“Asian Turkey Meatball Bowls are perfect for a healthy weeknight dinner, lunch and are a great option if you meal prep. Flavorful, tender turkey meatballs coated in a sweet and spicy Asian sauce and served on top of rice with plenty of fresh veggies.” – Danae Halliday, Recipe Runner
MEATBALLS
1 lb lean ground turkey
1/4 c finely chopped green onions
1 1/2 tsp grated fresh ginger
1 tsp sriracha
1 clove of garlic, grated
2 tbsp chopped cilantro
2 tsp low sodium soy sauce or tamari
3 tbsp panko, gluten-free panko if needed
1 egg
Kosher salt and fresh ground black pepper to taste
SAUCE
3 tbsp low sodium soy sauce or tamari
1/4 c hoisin sauce
2 tbsp rice vinegar
1 tbsp honey
1 tsp sriracha
1/2 tsp sesame oil (optional)
1 tsp grated fresh ginger
1/4 tsp garlic powder
OTHER INGREDIENTS
2 c cooked brown rice
1 carrot, peeled into ribbons
1 c shelled edamame
1/2 c sliced English cucumber
1 jalapeño, sliced thin (optional)
Chopped cilantro
Sesame seeds
Cook the rice and prep the vegetables.
Preheat oven to 450° F. and line a baking sheet with foil or parchment paper. Spray with cooking oil and set aside.

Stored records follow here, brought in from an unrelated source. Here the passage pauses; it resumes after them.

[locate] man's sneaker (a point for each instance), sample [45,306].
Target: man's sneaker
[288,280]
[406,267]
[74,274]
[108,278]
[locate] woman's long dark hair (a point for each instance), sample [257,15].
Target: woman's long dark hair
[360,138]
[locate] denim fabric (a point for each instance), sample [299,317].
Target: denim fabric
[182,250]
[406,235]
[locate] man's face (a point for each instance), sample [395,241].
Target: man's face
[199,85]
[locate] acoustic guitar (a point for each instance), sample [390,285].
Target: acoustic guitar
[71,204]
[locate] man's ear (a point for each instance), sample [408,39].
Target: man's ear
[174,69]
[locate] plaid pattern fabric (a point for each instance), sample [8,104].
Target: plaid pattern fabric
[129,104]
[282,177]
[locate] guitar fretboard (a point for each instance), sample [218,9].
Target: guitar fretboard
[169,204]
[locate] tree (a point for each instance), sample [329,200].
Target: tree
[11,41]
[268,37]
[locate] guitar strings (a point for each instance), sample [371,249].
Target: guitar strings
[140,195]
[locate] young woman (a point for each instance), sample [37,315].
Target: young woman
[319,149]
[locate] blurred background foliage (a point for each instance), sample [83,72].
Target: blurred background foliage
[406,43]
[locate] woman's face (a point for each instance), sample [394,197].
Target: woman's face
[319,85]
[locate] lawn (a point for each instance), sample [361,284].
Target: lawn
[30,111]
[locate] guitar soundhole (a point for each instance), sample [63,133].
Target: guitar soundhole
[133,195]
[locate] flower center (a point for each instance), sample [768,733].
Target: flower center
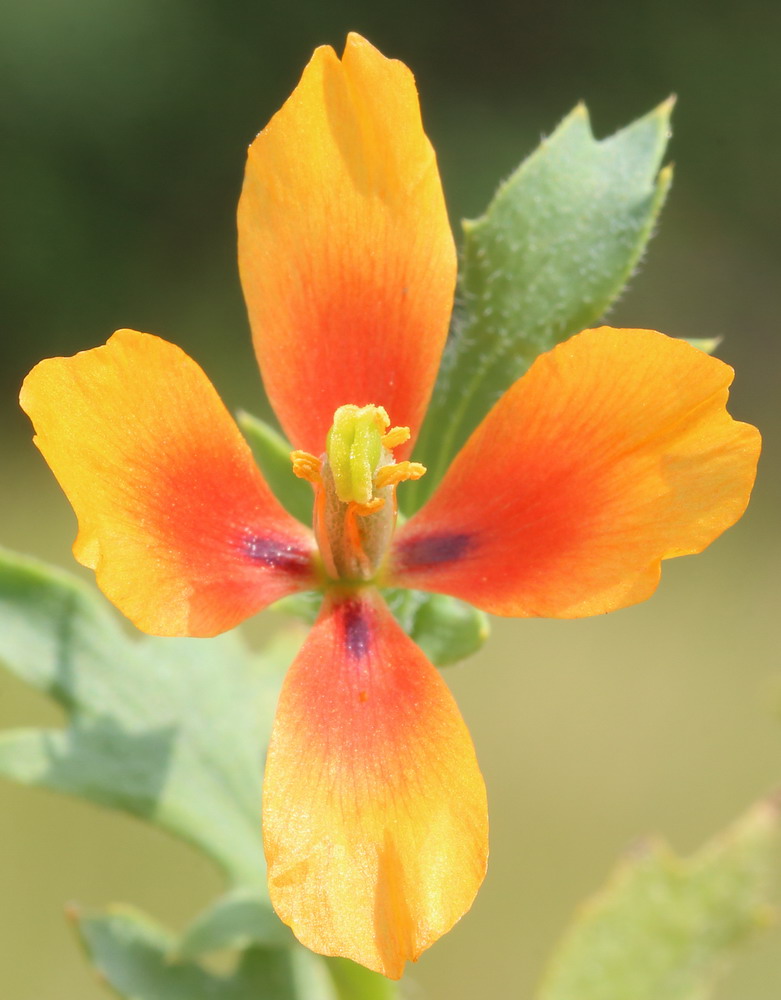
[355,484]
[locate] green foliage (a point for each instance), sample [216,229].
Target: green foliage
[446,629]
[134,955]
[272,453]
[171,730]
[552,252]
[240,918]
[143,961]
[665,927]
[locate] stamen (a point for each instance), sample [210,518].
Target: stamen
[364,509]
[391,475]
[306,466]
[395,437]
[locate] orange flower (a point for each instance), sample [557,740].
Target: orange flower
[613,452]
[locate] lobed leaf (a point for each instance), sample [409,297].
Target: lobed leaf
[171,730]
[666,927]
[552,252]
[134,955]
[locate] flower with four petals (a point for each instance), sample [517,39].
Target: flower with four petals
[613,452]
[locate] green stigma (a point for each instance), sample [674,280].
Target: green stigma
[354,447]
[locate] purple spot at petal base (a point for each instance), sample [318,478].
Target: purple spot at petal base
[275,553]
[431,550]
[357,629]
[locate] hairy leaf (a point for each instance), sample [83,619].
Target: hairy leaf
[665,927]
[171,730]
[552,252]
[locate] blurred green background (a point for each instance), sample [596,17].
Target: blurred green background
[125,124]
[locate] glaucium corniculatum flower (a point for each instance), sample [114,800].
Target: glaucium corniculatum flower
[613,452]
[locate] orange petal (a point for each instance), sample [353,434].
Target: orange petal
[174,517]
[345,251]
[613,452]
[374,809]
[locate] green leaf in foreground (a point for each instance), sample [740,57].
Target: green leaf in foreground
[552,252]
[665,927]
[171,730]
[272,453]
[133,955]
[141,960]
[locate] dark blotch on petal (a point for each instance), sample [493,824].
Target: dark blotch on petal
[431,550]
[276,553]
[357,629]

In a large bowl combine all of the ingredients for the meatballs and mix together with your hands. Use a cookie scoop or tablespoon to scoop out the meat mixture. Roll it into a ball and place it on the baking sheet. You should have approximately 20 meatballs. Bake the meatballs for 15 minutes or until they're cooked through.

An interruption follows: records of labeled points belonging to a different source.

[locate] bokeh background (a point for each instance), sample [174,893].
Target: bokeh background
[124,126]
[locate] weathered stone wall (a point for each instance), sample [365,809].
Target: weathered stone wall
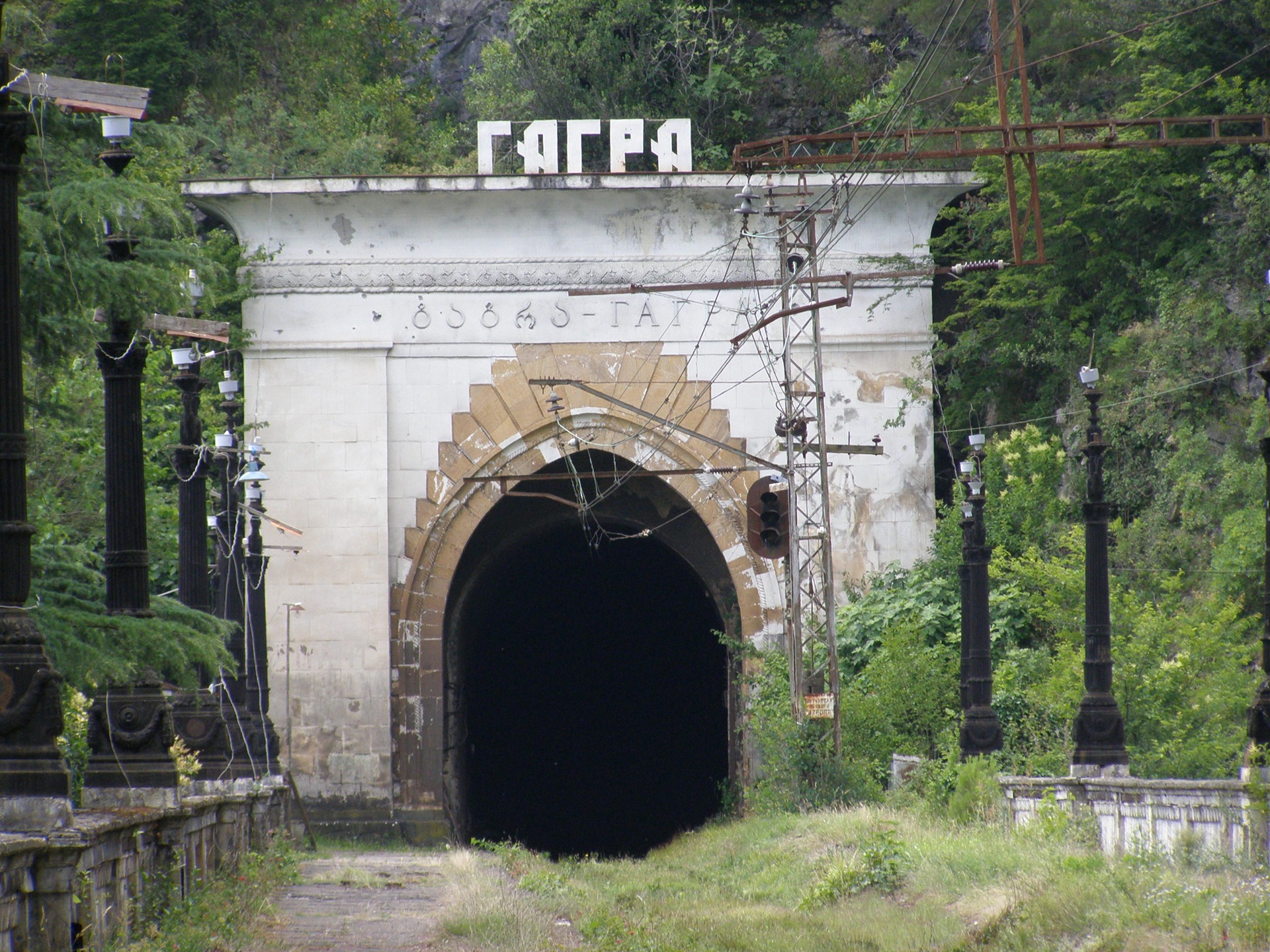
[1222,816]
[85,885]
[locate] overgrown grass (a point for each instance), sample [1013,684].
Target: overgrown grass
[219,917]
[487,912]
[876,879]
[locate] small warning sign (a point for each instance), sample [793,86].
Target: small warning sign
[818,707]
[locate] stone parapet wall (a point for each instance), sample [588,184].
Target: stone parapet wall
[89,884]
[1221,816]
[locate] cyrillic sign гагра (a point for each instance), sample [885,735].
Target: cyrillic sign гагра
[539,143]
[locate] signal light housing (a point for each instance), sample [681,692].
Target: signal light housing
[767,518]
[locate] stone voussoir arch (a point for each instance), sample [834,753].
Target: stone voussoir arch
[508,430]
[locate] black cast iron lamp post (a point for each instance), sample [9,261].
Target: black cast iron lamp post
[1099,728]
[981,730]
[122,360]
[263,738]
[34,785]
[193,587]
[1259,715]
[967,470]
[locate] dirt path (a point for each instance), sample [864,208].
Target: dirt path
[359,902]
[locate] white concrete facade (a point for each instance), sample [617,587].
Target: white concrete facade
[385,300]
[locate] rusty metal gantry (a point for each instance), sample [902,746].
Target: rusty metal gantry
[1024,140]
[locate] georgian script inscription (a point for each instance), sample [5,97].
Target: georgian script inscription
[525,319]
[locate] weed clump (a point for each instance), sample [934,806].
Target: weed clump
[876,863]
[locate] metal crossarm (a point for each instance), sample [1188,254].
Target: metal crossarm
[974,141]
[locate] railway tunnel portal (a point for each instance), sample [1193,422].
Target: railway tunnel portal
[589,707]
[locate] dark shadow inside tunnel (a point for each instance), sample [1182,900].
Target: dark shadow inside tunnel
[589,696]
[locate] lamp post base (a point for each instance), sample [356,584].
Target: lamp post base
[981,733]
[31,719]
[1099,733]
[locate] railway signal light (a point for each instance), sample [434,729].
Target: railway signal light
[767,516]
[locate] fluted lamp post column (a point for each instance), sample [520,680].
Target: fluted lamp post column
[34,785]
[193,587]
[265,736]
[229,575]
[981,729]
[122,360]
[1259,715]
[1099,728]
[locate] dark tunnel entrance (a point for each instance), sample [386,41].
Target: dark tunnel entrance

While the meatballs bake, add all of the sauce ingredients in a medium sized saucepan and whisk together. Bring the sauce to a boil then reduce the heat and let the sauce simmer until it reduces and thickens slightly, about 3-5 minutes. Add the baked meatballs to the sauce and stir them around until they are coated.
To assemble the bowls, add rice to each bowl and top with 4-5 meatballs, sliced cucumber and jalapeño, carrot ribbons, edamame, sesame seeds, cilantro and extra sauce if desired.